B.8 Proof of Lemma 15
Proof. First, we assume \(i=\textsf {plc} [j]\) violates the capacity constraint (i.e., the first case of Equation (38) is satisfied). By Lemma 13 (1), any other \(i \le j-1\) also violates the capacity constraint.
Next, we focus on the case when \(i=\textsf {plc} [j]\) only violates the deadline constraint in Lemma 13. Suppose to the contrary, there exists a \(z\) (\(z \lt j\) and \(z \ne \textsf {plc} [j]\)) which satisfies all the constraints. It indicates that for every \(k \in [z, j)\), the capacity constraint \(\textsf {pick} [k] \le c_w-c_r\) always holds. Based on the definitions of \(\textsf {dio} [\cdot ]\) and \(\textsf {plc} [\cdot ]\), we have \(\textsf {dio} [j] = \textsf {detO} (i)-\textsf {swait} [i+1] \le \textsf {detO} (z)-\textsf {swait} [z+1] \lt \infty\) and the integer \(i\) must exist. We complete our proof from the following three aspects.
When \(i\) violates Lemma 13 (2), we have \(\textsf {detO} (i) \gt \textsf {slack} [i]\). In other words, the second case of Equation (38) is satisfied and \(\textsf {plc} [i+1]\) should be equal to \(\textsf {plc} [i]\) instead of \((i+1)-1=i\). Thus, \(\textsf {plc} [j]\) cannot be equal to \(i\), which is contradicted to the assumption.
When \(i\) violates Lemma 13 (3), we have \(\textsf {detD} (j)+\max \lbrace \textsf {detO} (i)-\textsf {swait} [i+1]+\textsf {swait} [j+1], 0\rbrace \gt \textsf {slack} [j]\), where \(\textsf {detO} (i)-\textsf {swait} [i+1]\) can be simplified by \(\textsf {dio} [j]\). Since \(\textsf {detO} (i)-\textsf {swait} [i+1] \le \textsf {detO} (z)-\textsf {swait} [z+1]\), we can infer that \(\textsf {detD} (j)+\max \lbrace \textsf {detO} (z)-\textsf {swait} [z+1]+\textsf {swait} [j+1], 0\rbrace\) is larger than \(\textsf {slack} [j]\). Thus, \(z\) violates Lemma 13 (3), which is contradicted to the assumption.

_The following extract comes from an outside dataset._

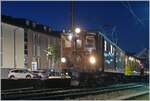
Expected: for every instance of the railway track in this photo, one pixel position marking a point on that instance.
(133, 96)
(62, 93)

When \(i\) violates Lemma 13 (4), we have \(\textsf {arr} [j] + \textsf {wait} [j] + \max \lbrace \textsf {detO} (i)-\textsf {swait} [i+1]+\textsf {swait} [j+1], 0\rbrace + \textsf {dis} (l_j,d_r) \gt e_r\) and \(\textsf {detO} (i)-\textsf {swait} [i+1]\) can be simplified by \(\textsf {dio} [j]\). As \(\textsf {detO} (i)-\textsf {swait} [i+1] \le \textsf {detO} (z)-\textsf {swait} [z+1]\), we derive \(\textsf {arr} [j] + \textsf {wait} [j] + \max \lbrace \textsf {detO} (z)-\textsf {swait} [z+1]+\textsf {swait} [j+1], 0\rbrace + \textsf {dis} (l_j,d_r) \gt e_r\). Thus, \(z\) violates Lemma 13 (4), which is contradicted to the assumption.
B.9 Proof of Lemma 16
Proof. We prove (1) by assuming the contrary. If the new request’s destination is feasible to be inserted after a location \(l_j\), where \(j \lt k\). Then the arrival time at the location \(l_k\) must be later than the release time of the request. By the prerequisite, we know the deadline of \(r_{l_k}\) must be violated, which is contradicted to the assumption.
We prove (2) by the prerequisite. We know \(\textsf {arr} [j] \gt e_r\). Thus, the new request’s deadline must be violated when its destination is inserted after location \(l_j\). By the definition of \(\textsf {arr} [\cdot ]\) in Equation (22), we know \(\textsf {arr} [j] \le \textsf {arr} [j+1]\). Thus, we can safely prune any \(j \ge k\).